14. I agree. I am of opinion that the lower Courts were wrong in holding that the darkhast was untenable and barred in limine. The case they profess to follow, Vinayakrav Amrit v. Devrao Govind I.L.R. (1887) Bom. 473 does not, in my opinion, really decide that. On the facts of that case it was held that the decree-holder's application Was virtually an attempt to renew the old proceedings, i.e., it was a case of the continuance of an obstruction which might have been, but had not been, dealt with by an application under the rule corresponding to Rule 97 of Order XXI.
15. The suggestion was made that the obstruction was a fresh one and as to that the Court said this (p. 475)-
It has, however, been stated before us that the original obstruction was by a third parson, and that the present obstruction is by the judgment-debtor himself. No point was made of this before the Subordinate Judge. But assuming it to be the case, and that the present obstructor does not claim in any way through the third person who was in possession in 1877, which, however, is denied by the vakil for the opponent, it may be that, as three years have not elapsed since the applicant cams of age, summary proceedings might bo taken, under the Civil Procedure Code, to remove such an obstruction notwithstanding what occurred in 1877.
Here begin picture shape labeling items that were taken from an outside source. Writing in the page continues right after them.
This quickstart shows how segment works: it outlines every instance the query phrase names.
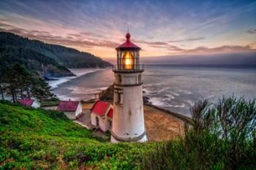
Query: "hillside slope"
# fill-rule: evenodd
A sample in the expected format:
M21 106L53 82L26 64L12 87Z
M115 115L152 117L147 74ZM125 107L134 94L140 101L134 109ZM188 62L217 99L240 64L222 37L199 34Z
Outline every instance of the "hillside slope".
M110 64L90 53L0 32L0 66L18 62L46 76L73 75L67 68L105 67Z
M138 169L150 147L104 142L61 112L0 101L0 169Z

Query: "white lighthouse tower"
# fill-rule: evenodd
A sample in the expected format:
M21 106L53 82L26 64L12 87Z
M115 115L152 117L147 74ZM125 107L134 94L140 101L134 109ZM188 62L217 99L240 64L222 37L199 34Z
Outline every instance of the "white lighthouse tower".
M141 80L144 70L140 64L140 48L130 41L130 36L127 33L127 41L116 48L111 142L147 141Z

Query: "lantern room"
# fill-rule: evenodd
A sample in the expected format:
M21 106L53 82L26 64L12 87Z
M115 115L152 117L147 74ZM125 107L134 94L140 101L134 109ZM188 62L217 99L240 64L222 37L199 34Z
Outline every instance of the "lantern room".
M126 35L127 41L116 48L117 51L117 65L114 70L135 71L142 70L140 65L140 48L130 41L129 32Z

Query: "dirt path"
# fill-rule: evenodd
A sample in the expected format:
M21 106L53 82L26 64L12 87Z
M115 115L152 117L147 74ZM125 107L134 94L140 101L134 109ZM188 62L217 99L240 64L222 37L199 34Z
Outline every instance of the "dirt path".
M144 117L149 141L173 139L184 134L184 123L162 111L144 105Z

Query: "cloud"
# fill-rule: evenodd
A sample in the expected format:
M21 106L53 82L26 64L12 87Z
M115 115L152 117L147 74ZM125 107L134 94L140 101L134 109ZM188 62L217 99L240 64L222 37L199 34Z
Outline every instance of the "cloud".
M246 33L249 34L256 34L256 29L250 28L250 29L246 31Z
M118 43L99 39L100 36L82 32L78 34L69 34L67 36L53 35L48 31L28 31L20 28L14 27L0 21L0 31L12 32L30 39L41 40L48 43L58 44L66 46L82 47L93 48L94 47L116 47Z
M217 47L197 47L193 49L180 48L177 46L170 46L168 50L171 53L180 52L181 53L190 54L206 54L206 53L238 53L238 52L256 52L250 45L240 46L240 45L223 45Z
M178 40L170 40L169 42L193 42L193 41L198 41L198 40L203 40L206 39L205 37L198 37L198 38L189 38L189 39L178 39Z

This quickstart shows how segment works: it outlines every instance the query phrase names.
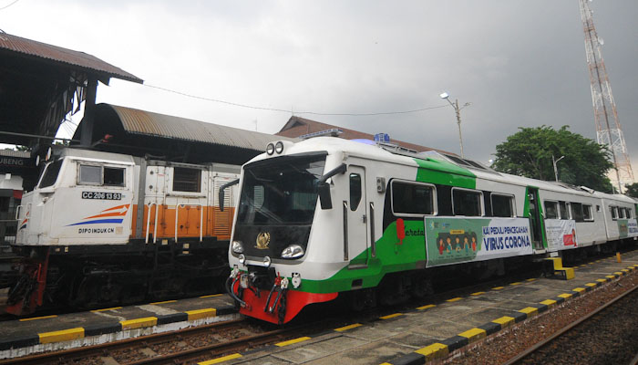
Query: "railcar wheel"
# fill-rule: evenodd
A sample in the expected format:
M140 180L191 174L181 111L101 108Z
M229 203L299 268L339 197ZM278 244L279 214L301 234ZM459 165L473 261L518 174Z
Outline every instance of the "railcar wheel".
M348 307L360 312L368 308L376 307L376 291L375 289L359 289L348 292Z

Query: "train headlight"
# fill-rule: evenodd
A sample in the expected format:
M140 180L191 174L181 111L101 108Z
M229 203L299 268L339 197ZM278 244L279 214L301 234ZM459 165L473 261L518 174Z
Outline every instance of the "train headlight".
M232 252L235 254L243 254L243 244L242 241L232 241Z
M283 151L283 141L280 141L274 145L274 151L277 152L278 154L282 153Z
M298 258L304 256L304 247L299 245L291 245L282 251L282 258Z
The reference to three years' limitation seems to show that the learned Judges thought that in the case of an obstruction by a different person, at any rate if that person is the judgment-debtor, a fresh darkhast followed by a fresh summary application is permissible. The question of the bar of limitation under Article 167 can only arise, in my opinion, if and when the darkhastdar having got his writ of possession makes a fresh application under Rule 97, and I agree with the learned Chief Justice in holding that that question must depend on whether the obstruction now offered is an obstruction by a different person, or an obstruction by the same person in different circumstances, that is a fresh obstruction, or whether it is merely a continuance of the same obstruction.